Clark began to create Structuring the Self (Estruturação do Self), in 1976, when she returned to Brazil for good. From her work with the Sorbonne students during her last years in Paris, the artist observed that the experience her objects summoned up in the encounter, collided with subjective barriers on the part of participants. She then felt the need to create a proposal that enabled this barrier to be crossed. The new focus of research intended to explore objects not only in their capacity to summon up the experience, but also in their capacity to bring its impossibilities to the fore – no longer here as a side effect of the work but as a core element. Dealing with these impossibilities became the aim of the new proposal, which took on an openly therapeutic dimension.

 

The work ceased to be collective and returned to a focus on individual experience as with her earlier experimental work, though now set in the context of a long-term, protected, lived relation with the artist. It took place in one-hour sessions, once to three times a week, for months or even years. Clark’s participants, ’clients‘, as she called them, came from the Rio de Janeiro cultural world of the day, except – and not coincidentally – visual arts and psychoanalysis. The objects that Clark used in her sessions, she referred to as ‘Objeto Relacional’ (‘Relational Object’). Many came from previous phases of her work, others were especially made. Some of her ‘Relational Objects’ received a specific title, such as Grandecolchão (Large Mattress), or Almofadas leve, pesada and leve-pesada (Light, Heavy and Light-Heavy Cushions).

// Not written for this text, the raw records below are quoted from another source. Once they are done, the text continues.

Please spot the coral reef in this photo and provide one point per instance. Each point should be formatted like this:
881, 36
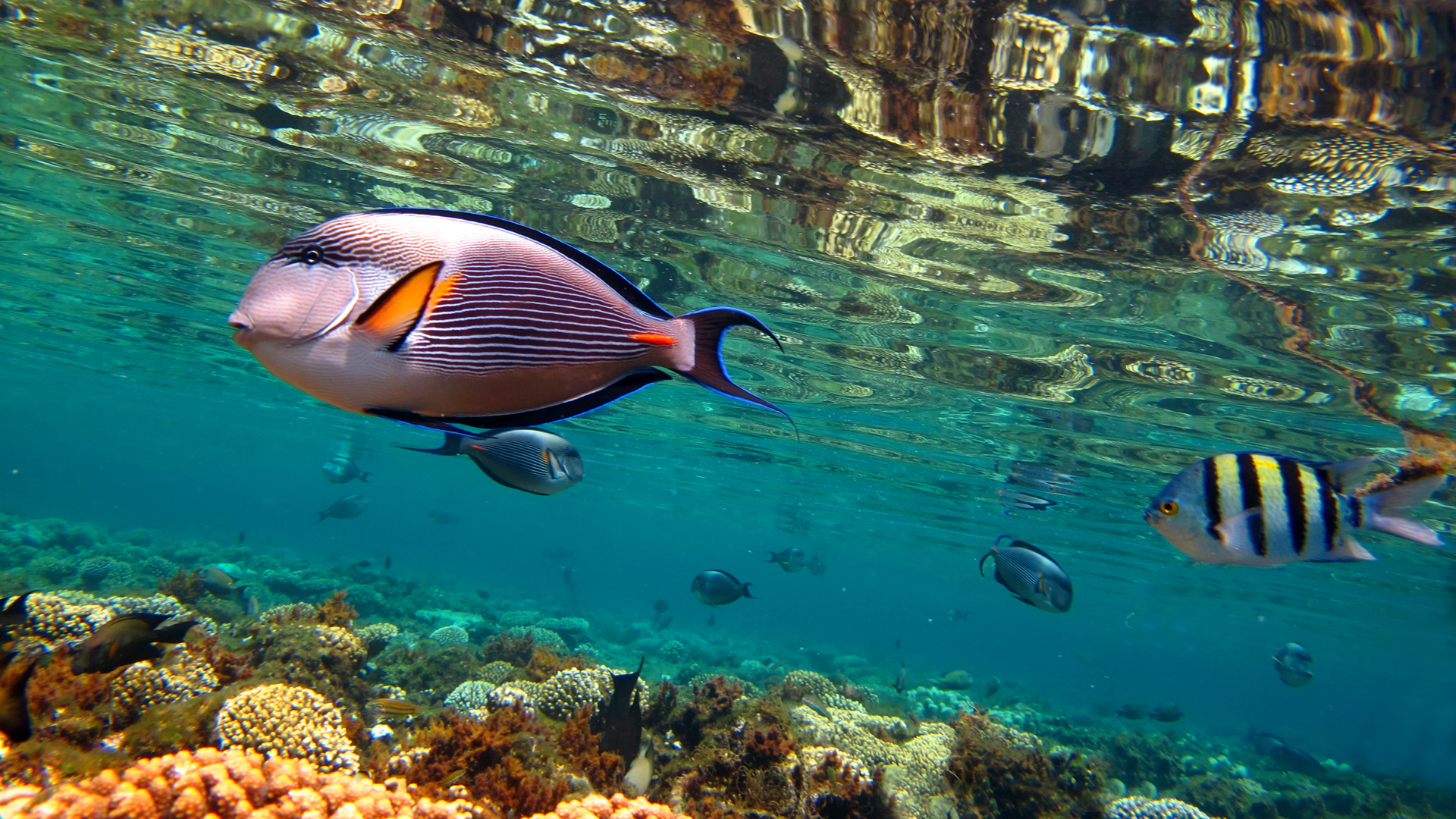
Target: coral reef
290, 722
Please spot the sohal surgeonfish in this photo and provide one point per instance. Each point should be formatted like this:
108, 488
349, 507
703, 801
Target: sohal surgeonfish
440, 318
1031, 575
127, 639
532, 461
343, 469
1257, 509
347, 506
718, 588
1292, 662
789, 560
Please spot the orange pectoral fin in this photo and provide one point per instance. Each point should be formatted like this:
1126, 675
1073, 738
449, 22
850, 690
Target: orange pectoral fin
398, 311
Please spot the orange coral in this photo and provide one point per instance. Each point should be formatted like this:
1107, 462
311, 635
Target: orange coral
229, 784
598, 806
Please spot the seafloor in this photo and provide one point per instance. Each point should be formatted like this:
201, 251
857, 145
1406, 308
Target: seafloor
357, 694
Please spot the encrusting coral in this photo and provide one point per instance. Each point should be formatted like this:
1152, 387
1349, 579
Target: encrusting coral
226, 784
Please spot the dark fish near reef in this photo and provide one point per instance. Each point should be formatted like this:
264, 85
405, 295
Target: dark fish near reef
15, 711
438, 318
221, 585
1166, 713
347, 506
343, 469
127, 639
789, 560
1031, 575
1285, 755
718, 588
1258, 509
532, 461
1133, 711
1292, 662
620, 720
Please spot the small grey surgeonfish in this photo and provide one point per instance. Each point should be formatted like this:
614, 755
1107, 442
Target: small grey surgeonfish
1031, 575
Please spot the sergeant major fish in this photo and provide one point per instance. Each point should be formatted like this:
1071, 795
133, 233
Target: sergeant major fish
532, 461
438, 318
1258, 509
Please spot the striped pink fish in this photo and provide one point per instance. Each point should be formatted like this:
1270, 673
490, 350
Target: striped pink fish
440, 318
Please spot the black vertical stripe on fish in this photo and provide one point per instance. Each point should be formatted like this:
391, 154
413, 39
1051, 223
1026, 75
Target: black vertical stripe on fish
1329, 509
1210, 496
1292, 474
1253, 499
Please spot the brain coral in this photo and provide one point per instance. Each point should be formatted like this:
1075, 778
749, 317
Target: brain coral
290, 722
1144, 808
228, 783
598, 806
143, 686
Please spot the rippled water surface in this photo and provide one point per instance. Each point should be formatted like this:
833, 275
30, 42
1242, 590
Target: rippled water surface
1027, 260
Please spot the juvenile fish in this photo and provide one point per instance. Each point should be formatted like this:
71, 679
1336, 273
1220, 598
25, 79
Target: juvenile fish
1031, 575
127, 639
1258, 509
718, 588
526, 460
347, 506
440, 318
1292, 662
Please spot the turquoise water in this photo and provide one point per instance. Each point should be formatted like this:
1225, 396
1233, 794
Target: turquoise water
974, 261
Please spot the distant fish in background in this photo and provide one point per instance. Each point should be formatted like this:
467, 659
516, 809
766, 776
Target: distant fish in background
1292, 662
789, 560
347, 506
221, 585
718, 588
1133, 711
1031, 575
441, 518
15, 710
343, 469
526, 460
1166, 713
127, 639
1285, 755
1258, 509
438, 318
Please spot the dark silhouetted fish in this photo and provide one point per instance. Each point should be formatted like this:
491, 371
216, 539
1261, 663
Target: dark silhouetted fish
438, 318
1292, 662
15, 710
127, 639
789, 560
718, 588
1031, 575
620, 722
347, 506
343, 469
1165, 713
532, 461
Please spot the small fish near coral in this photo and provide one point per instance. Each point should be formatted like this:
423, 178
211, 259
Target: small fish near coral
1292, 662
1260, 509
341, 469
526, 460
127, 639
346, 507
437, 318
1031, 575
718, 588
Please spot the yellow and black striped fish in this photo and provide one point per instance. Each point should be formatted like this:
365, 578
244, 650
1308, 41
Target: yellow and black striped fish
1260, 509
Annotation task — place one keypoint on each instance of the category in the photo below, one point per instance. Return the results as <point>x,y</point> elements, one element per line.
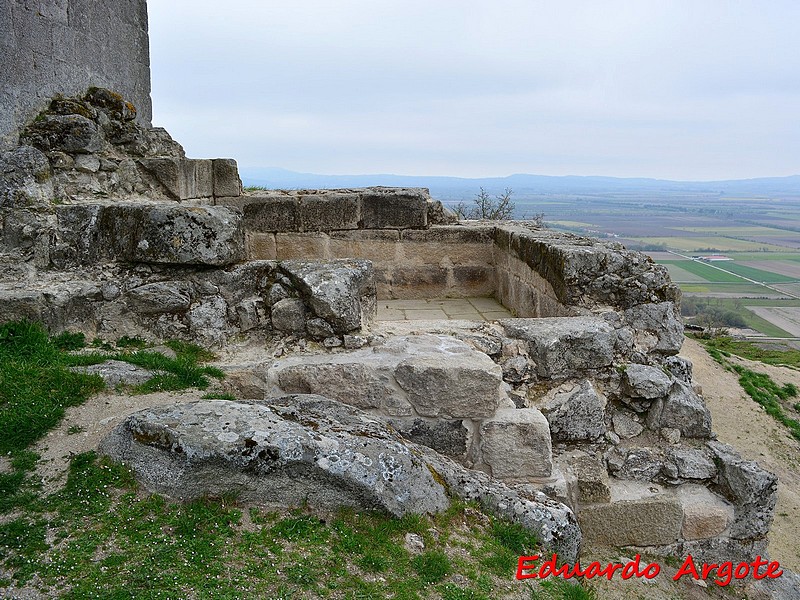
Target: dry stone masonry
<point>575,418</point>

Others had no name or their name changed according to their use.

 

Lygia Clark practised Structuring the Self unflaggingly until 1981. She gradually reduced the number of ‘sessions’, partially abandoning the work from 1984 and then definitively in 1988. She died two months later. The high degree of refinement that this proposal represented within her overall project – placing the opening up of sensible capacities at its centre – was also what enabled its appropriation in the clinical field, especially for psychosis treatment: her ‘Relational Objects’ were successfully incorporated into therapeutic practice, especially in public mental health.

 

However, Structuring the Self should not be mistaken for its clinical applications, on pain of missing the rich and subtle complexity of this proposal, as well as the evolution of Clark’s unique artistic trajectory. The artist broke new ground with this work. Disregarding the boundaries of both art and clinical practice – independently of style, school or category –  Clark created an unprecedented territory, driven by her restless investigative spirit.

 

 


Raven Row commissioned the translation and subtitling in English of 25 of the total 65 interviews that Suely Rolnik conducted, each of which last about one hour. These will be donated to Tate. The 25 interviews are with: Caetano Veloso, Yve-Alain Bois, Guy Brett, Suely Rolnik, David Medalla, Jards Macalé, Thierry Davila, Suzana de Moraes, Gaëlle Bosser and Claude Lothier, Rubens Gerchman, Hubert Godard, Ferreira Gullar, Lula Wanderley, Ivanilda Santos Leme, Julien Blaine, Anne-Marie Duguet, Paulo Venâncio, Paulo Herkenhoff, Lia Rodrigues, Dedé Veloso, Arnaud Pierre, Berndt Deprez, Christinne Ishkinazi, Jean-Luc Moulène, and Pierre Baqué.